A. Rezazadeh Farahmand (Airin) MA
Promovendus - Afdeling Moderne Talen en Culturen
Promovendus - Radboud Institute for Culture and History
Erasmusplein 1
6525 HT NIJMEGEN
Postbus 9103
6500 HD NIJMEGEN
My project, "Synthetic Earth," situates the plastic crisis within the broader ecological crisis, arguing that plastic accumulation is both a cause and a symptom of a historically produced disconnection between humanity and nature under late capitalism. It aims, first, to historicise plastic’s rise as a disposable material in the twentieth century and to analyze the cultural mechanisms that enabled its rapid proliferation in the post-war period. Plastic’s invention represents not only a scientific and technological achievement, but also a profound socio-cultural transformation with lasting planetary consequences. The post-war synthetic boom fostered a distinct way of life commonly described as a “throw-away culture,” characterized by the prioritization of convenience over durability and the normalization of single-use consumption. Building on a cultural-historical analysis, the project argues that plastic accumulation is rooted in a particular relationship to nature, defined by the denial of scarcity and natural finitude, and a lethal desire to exert control over organic life forms.

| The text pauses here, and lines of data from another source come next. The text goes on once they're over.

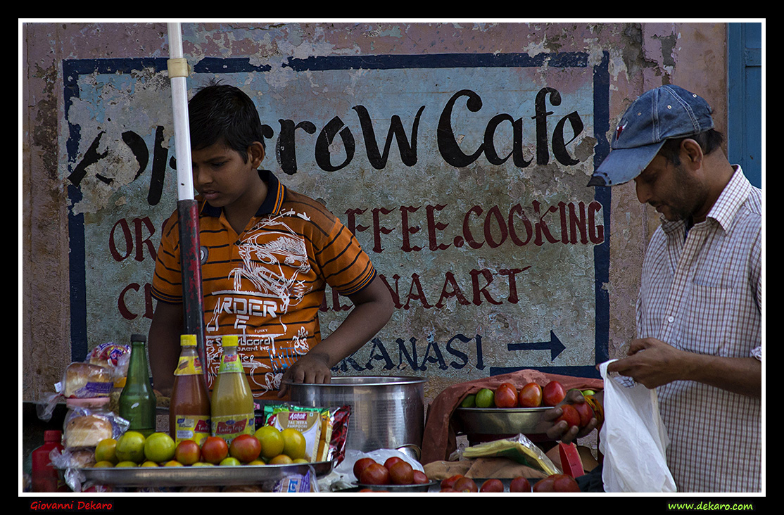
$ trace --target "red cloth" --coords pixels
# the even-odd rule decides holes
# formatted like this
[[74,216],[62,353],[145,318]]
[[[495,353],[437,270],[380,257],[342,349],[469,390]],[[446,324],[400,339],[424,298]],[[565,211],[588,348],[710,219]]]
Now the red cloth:
[[550,381],[558,381],[565,390],[601,390],[604,386],[601,379],[546,374],[532,369],[518,370],[452,385],[439,394],[428,407],[422,439],[421,462],[424,464],[448,459],[449,455],[457,448],[457,432],[452,423],[452,414],[466,395],[475,394],[482,388],[495,390],[502,383],[511,383],[519,390],[528,383],[538,383],[543,386]]

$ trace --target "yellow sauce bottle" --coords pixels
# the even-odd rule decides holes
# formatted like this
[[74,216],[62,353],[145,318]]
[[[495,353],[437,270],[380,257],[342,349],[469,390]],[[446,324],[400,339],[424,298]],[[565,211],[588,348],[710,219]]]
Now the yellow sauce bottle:
[[227,335],[220,343],[223,354],[211,401],[212,436],[230,444],[241,434],[256,432],[256,415],[250,385],[237,354],[238,338]]

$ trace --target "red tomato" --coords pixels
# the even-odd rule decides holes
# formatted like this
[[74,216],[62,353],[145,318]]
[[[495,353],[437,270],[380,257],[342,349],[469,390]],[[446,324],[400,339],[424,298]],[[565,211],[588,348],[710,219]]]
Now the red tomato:
[[354,477],[359,479],[359,475],[362,473],[362,470],[365,470],[365,467],[371,463],[375,463],[376,460],[372,458],[360,458],[354,462]]
[[201,448],[193,440],[183,440],[175,448],[174,459],[183,465],[193,465],[201,459]]
[[412,484],[414,483],[414,467],[403,461],[395,462],[390,467],[390,481],[392,484]]
[[430,480],[422,470],[414,470],[414,484],[425,484],[430,483]]
[[441,487],[443,488],[451,488],[455,486],[455,481],[463,477],[463,474],[455,474],[450,477],[441,480]]
[[517,390],[509,383],[504,383],[495,389],[496,408],[517,408]]
[[517,404],[521,408],[539,408],[542,405],[542,386],[529,383],[520,389]]
[[397,456],[390,456],[387,459],[387,461],[384,462],[384,466],[386,466],[387,470],[388,470],[389,469],[392,468],[393,465],[394,465],[397,462],[401,462],[401,461],[403,461],[402,458],[398,458]]
[[229,445],[229,455],[243,463],[253,461],[260,453],[261,443],[252,434],[241,434]]
[[566,390],[557,381],[550,381],[542,389],[542,401],[546,406],[556,406],[566,397]]
[[201,458],[208,463],[220,463],[229,455],[229,446],[220,437],[207,437],[201,444]]
[[499,479],[488,479],[482,483],[479,491],[503,491],[503,483]]
[[452,487],[455,491],[478,491],[479,488],[477,488],[477,484],[474,482],[474,480],[470,477],[460,477],[456,481],[455,481],[455,485]]
[[509,484],[509,491],[517,493],[531,491],[531,483],[522,476],[517,476]]
[[579,427],[580,415],[572,404],[564,404],[561,407],[561,411],[562,413],[560,417],[556,419],[555,423],[558,423],[561,420],[565,420],[568,424],[568,427],[572,427],[572,426]]
[[381,463],[371,463],[359,475],[362,484],[389,484],[390,471]]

From this perspective, the plastic crisis emerges not merely as a problem of waste or material excess, but as a multifaceted phenomenon with existential, representational, and imaginative repercussions. By challenging dominant policy-driven approaches that frame plastic primarily as a waste-management or circular-economy issue, this dissertation calls for a more comprehensive understanding of plastic accumulation and its role in contemporary ecological breakdown.